Tesla shares rallied sharply after the original tweet, hitting an intra-day high of $379.57/share before settling back into a trading range around $320/share over the ensuing three weeks as details for – and doubts about - Musk’s plans played out in the media.

It remains to be seen whether Musk’s public statements represent any violation of the law, but clearly a lot of money changed hands in the aftermath and it’s not inconceivable that Musk as an individual or Tesla as a corporation could find themselves defending civil liability from parties who suffered losses trading Tesla shares in the wake of his market-moving public statements.

Deal Scrapped

Ultimately, it seems that the deal was shelved because several large institutional owners of Tesla shares are subject to significant restrictions on maintaining an ownership stake in a non-private company. As of the most recent set of 13-F filings, 56 million shares of Tesla – nearly a third of the total 171m shares outstanding – were held by just six institutional investors, Baillie Gifford, T Rowe Price, Fidelity, Vanguard, Blackrock and Capital World Advisors.

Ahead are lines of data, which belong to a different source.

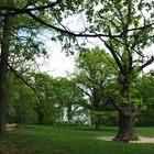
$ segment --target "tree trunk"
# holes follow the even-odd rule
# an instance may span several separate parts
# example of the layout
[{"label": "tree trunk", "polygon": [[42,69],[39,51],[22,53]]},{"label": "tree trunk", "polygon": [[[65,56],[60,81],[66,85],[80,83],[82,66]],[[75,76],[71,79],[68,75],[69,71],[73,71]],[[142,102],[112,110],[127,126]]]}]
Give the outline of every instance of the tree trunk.
[{"label": "tree trunk", "polygon": [[72,105],[67,106],[67,121],[72,122],[73,116],[72,116]]},{"label": "tree trunk", "polygon": [[133,121],[133,112],[130,112],[129,114],[119,112],[119,131],[113,140],[125,142],[139,140],[138,136],[134,134]]},{"label": "tree trunk", "polygon": [[139,140],[134,134],[134,108],[130,97],[131,76],[120,75],[119,87],[121,96],[121,105],[119,110],[119,131],[113,140],[116,141],[135,141]]},{"label": "tree trunk", "polygon": [[95,130],[99,130],[100,128],[100,124],[101,124],[101,114],[97,114],[96,116],[96,121],[95,121]]},{"label": "tree trunk", "polygon": [[9,16],[4,16],[0,57],[0,134],[6,132],[7,72],[9,56]]}]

The certainty provided by the regular reporting requirements for public companies is important for large mutual funds and small investors alike. Though the concept of avoiding the often negative press associated with publicly detailing Tesla’s results as they attempt to become the world’s largest automaker, the practical application of the plan proved too complicated.

Additionally, there were murmurs that a significant investment in the electric carmaker by an investment fund backed by big oil money could be a significant public relations issue and an apparent contradiction of Tesla’s stated goals to free the world from dependence on fossil fuels for transportation.

What’s Next for Tesla?

Aside from the pending investigation into the legality of the language and methods Musk used to communicate with the markets, not all that much has changed fundamentally about the company during its wild month of August. While it remains a traditional public company, investor focus will once again be on the amount of Model 3 autos the company has been able to produce and deliver to customers when they report next on November 7th. Gross margins will be in focus as well as industry analysts debate the amount of profit Tesla is able to squeeze out of each new sale – which will have a significant impact on the company’s financial situation.

If Tesla has been able to sustain production of 6,000 or more vehicles per week  - on their way to the self-applied goal of 10,000 per week – and sell them at gross profits of 20% or more, the company will be well on its way to being sustainably cash flow-positive and will be able to bootstrap their way to production of the upcoming Model Y, the Roadster and the Tesla Semi truck.

If Tesla reveals any difficulty in producing and profitably selling their first mass-market vehicle, investors are likely to punish the shares as their tolerance for promises seems to be growing thin.

Though it’s been a head-spinning month of developments for one of the world’s most interesting and hotly-debated companies, in the end, investors fall back on the most fundamental factor of all – asking when can they expect profits rather than just talk.